Drones have revolutionized wildlife biology — in large part because they give scientists a chance to observe natural behavior in a way they couldn’t before. For marine biologists, observations were generally limited to beachside lookouts or the limited sight lines of a surface vessel.
“We’re at the point where so many are using drones, even in these remote locations,” Bevan says. For her research in Australia, which was funded through a National Science Foundation/Australian Academy of Sciences East Asia and Pacific Summer Institutes Award, she flew all day, almost every day. She would cycle through a host of batteries, charging them through a solar panel draped over her tent frame.
Buzz off
Quadcopters like Bevan’s Phantom have the virtue of being able to hover in place, documenting behavior through high-definition cameras. The closer the drone can get, the more detail that scientists can gather. (In addition to an optical camera, Bevan has used infrared FLIR imaging to monitor sea turtle activity on the beaches at night.) But as Bevan found, the machines, with their loud, buzzing motors, can disturb and stress wildlife.
“People say, ‘Well, just fly higher,’ but we can’t fly at 100 meters and observe the behavior of sea turtles” Bevan says. “There’s still so much we don’t know about sea turtles. Drones offer us a way to learn more.”

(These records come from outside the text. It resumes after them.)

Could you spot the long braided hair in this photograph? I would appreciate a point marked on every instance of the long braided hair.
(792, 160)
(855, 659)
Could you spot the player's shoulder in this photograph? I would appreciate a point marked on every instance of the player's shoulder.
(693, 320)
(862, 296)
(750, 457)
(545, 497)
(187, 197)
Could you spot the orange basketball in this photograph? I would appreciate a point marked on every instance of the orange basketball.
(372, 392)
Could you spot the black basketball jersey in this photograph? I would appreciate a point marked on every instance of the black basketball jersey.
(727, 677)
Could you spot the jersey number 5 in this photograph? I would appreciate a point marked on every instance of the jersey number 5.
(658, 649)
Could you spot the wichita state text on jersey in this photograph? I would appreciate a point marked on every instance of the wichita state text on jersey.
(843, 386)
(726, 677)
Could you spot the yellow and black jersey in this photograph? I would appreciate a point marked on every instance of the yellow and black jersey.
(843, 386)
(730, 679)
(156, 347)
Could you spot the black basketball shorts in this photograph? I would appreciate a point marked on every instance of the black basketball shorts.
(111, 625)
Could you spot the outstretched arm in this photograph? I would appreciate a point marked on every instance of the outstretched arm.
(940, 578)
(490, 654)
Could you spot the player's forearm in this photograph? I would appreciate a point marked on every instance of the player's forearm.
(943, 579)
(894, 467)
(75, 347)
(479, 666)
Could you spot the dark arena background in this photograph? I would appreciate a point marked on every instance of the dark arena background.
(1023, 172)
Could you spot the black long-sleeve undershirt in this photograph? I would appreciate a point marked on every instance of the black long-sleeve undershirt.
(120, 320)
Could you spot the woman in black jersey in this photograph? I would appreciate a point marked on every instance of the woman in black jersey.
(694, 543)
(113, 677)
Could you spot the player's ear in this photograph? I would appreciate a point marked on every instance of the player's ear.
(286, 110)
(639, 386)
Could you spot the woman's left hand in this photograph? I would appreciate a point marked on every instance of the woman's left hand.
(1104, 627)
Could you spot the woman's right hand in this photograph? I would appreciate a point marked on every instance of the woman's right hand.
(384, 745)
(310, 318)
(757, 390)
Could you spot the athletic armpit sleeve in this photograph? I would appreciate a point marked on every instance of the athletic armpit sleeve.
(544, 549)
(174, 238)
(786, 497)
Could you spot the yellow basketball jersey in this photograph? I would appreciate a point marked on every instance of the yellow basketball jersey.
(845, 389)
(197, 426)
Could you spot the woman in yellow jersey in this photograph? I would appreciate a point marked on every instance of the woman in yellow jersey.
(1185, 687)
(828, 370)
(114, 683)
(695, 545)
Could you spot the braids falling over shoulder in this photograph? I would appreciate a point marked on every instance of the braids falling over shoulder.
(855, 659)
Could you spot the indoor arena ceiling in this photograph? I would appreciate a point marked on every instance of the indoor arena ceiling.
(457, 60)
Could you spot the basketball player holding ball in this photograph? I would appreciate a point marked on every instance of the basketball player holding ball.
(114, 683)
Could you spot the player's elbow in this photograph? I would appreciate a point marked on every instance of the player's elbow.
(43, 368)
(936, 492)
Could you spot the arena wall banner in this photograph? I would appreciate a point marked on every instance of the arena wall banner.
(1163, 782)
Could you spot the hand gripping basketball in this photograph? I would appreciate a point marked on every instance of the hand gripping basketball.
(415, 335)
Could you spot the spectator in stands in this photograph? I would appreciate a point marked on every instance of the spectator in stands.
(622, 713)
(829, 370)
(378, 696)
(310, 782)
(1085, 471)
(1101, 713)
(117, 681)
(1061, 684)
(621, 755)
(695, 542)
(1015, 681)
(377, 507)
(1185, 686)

Bevan hopes her research will spur other studies. “This is a good place to start, but there’s still a lot of work that needs to be done,” she says. “Do the responses differ based on the size of the crocodile, for instance, or the time of year? In breeding season they may react differently.” Comparatively little is known about alert behavior or responses in sea turtles, and even less in crocodiles, she adds. “The literature describes everything from head movement to blinking. You can’t see blinking in the video I collected, but I would love to be able to add information to our repertoire.”
Forward — and back
Bevan, who is now applying for post-doctoral fellowships, would also love to continue her research in Australia. “There is so much potential,” she says. “I really want to make an impact with scientists in Australia, to fill in these information gaps.”
Many of the sandy islands she visited on the Timor Sea belong to Australia’s aboriginal peoples. A handful work on the islands as conservation rangers; when they saw the high-definition video from Bevan’s drone, they were excited. “They are stewards of this region and tied to it,” she says. “Everyone in the community is supposed to make a pilgrimage to their ancestral lands, but many are stuck inland, unable to travel. The connection fades, and they lose track of the stories that connect them to this land. When I showed them the footage, they said they could share it with their elders, to let their community know what they are doing and why it matters. Drones offer phenomenal perspective.”